Apple officially announced sweeping changes to iOS in Brazil on June 18, 2026, following a binding agreement with the country’s competition regulator CADE — opening alternative app marketplaces, third-party payments, and revised commission structures for the first time in the market. The update, detailed in Apple’s Brazil newsroom announcement, ships as part of iOS 26.5 with a developer license deadline of July 6, 2026.
This is not a minor policy tweak. It is the same regulatory pattern already seen in the EU, Japan, and potentially the UK and Australia: antitrust pressure forces Apple to loosen App Store control, and the company complies while building its own countermeasures. For Brazilian users and developers, the practical impact is faster access to alternative distribution and payment paths, but with new fees, notarization requirements, and reduced Apple refund support for non-App Store transactions.
What developers can now do on iOS in Brazil
Developers can now choose between several distribution and payment paths, each with different costs and protections:
- App Store distribution remains available. Commissions drop to 10% for most developers in the Small Business Program, Video Partner Program, Mini Apps Partner Program, or subscriptions after the first year. Otherwise, the standard rate is 21%. An additional 5% fee applies when using Apple In-App Purchase, per Apple’s developer newsroom.
- Alternative app marketplaces are now permitted, but Apple must authorize them, and they must meet ongoing requirements. Apps outside the App Store bypass App Review but do not get the same privacy, security, or child-safety protections, as MacRumors’ coverage of the Brazil change notes.
- Alternative payment processing is allowed inside App Store apps and via web links. However, Apple will not issue refunds for these transactions, and users lose some fraud and scam protections. A 15% commission applies to web-linked transactions for digital goods, reduced to 10% for eligible developer programs.

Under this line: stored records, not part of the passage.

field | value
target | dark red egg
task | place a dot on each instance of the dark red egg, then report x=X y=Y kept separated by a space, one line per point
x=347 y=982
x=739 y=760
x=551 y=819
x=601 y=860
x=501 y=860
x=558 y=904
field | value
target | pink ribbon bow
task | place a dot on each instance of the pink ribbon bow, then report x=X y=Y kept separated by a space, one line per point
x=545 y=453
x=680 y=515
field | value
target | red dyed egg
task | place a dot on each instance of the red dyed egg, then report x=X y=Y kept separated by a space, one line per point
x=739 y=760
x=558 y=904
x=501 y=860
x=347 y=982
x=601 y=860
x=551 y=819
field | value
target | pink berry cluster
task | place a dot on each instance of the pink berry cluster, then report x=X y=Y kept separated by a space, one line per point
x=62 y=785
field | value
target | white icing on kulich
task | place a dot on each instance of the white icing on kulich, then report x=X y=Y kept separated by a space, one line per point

- Core Technology Commission applies at 5% to digital goods and services sold outside the App Store, including paid apps. This replaces the older Core Technology Fee and covers tools and technologies Apple provides to developers.
New protections and guardrails
Apple frames these changes as balanced: developer choice expanded, but user safety preserved. The company introduced Notarization, a baseline review for all iOS apps distributed outside the App Store, combining automated checks with human review to catch malware and serious threats. Notarization is less comprehensive than full App Review, but it signals Apple is not leaving the ecosystem unguarded.
For younger users, Apple added explicit protections: apps in the Kids category cannot include web transaction links, and users under 18 must use a parental gate for alternative payments. Apple is also developing an API so parents can monitor and approve purchases made outside Apple In-App Purchase.
Why Brazil’s App Store shift matters
Brazil becomes the latest major market where Apple must share App Store control. The commission reductions and new distribution options will likely accelerate local developer experimentation, especially among smaller studios that previously faced the full 30% fee. However, the 5% Core Technology Commission and 15% web-link fee mean developers still pay Apple for access to iOS users, just through different mechanisms.
The July 6, 2026 deadline is the immediate action item. All Apple Developer Program members must agree to the updated license agreement by that date to use the new options, according to Apple’s developer announcement.
Bottom line: Apple’s CADE-driven Brazil update opens alternative app marketplaces and payment paths on iOS 26.5, cuts some commissions to 10–21%, adds a 5% Core Technology Commission for external distribution, and layers in Notarization plus under-18 purchase protections. Primary sources: Apple’s official Brazil newsroom announcement, Apple’s developer newsroom, and MacRumors’ reporting on the June 18 change.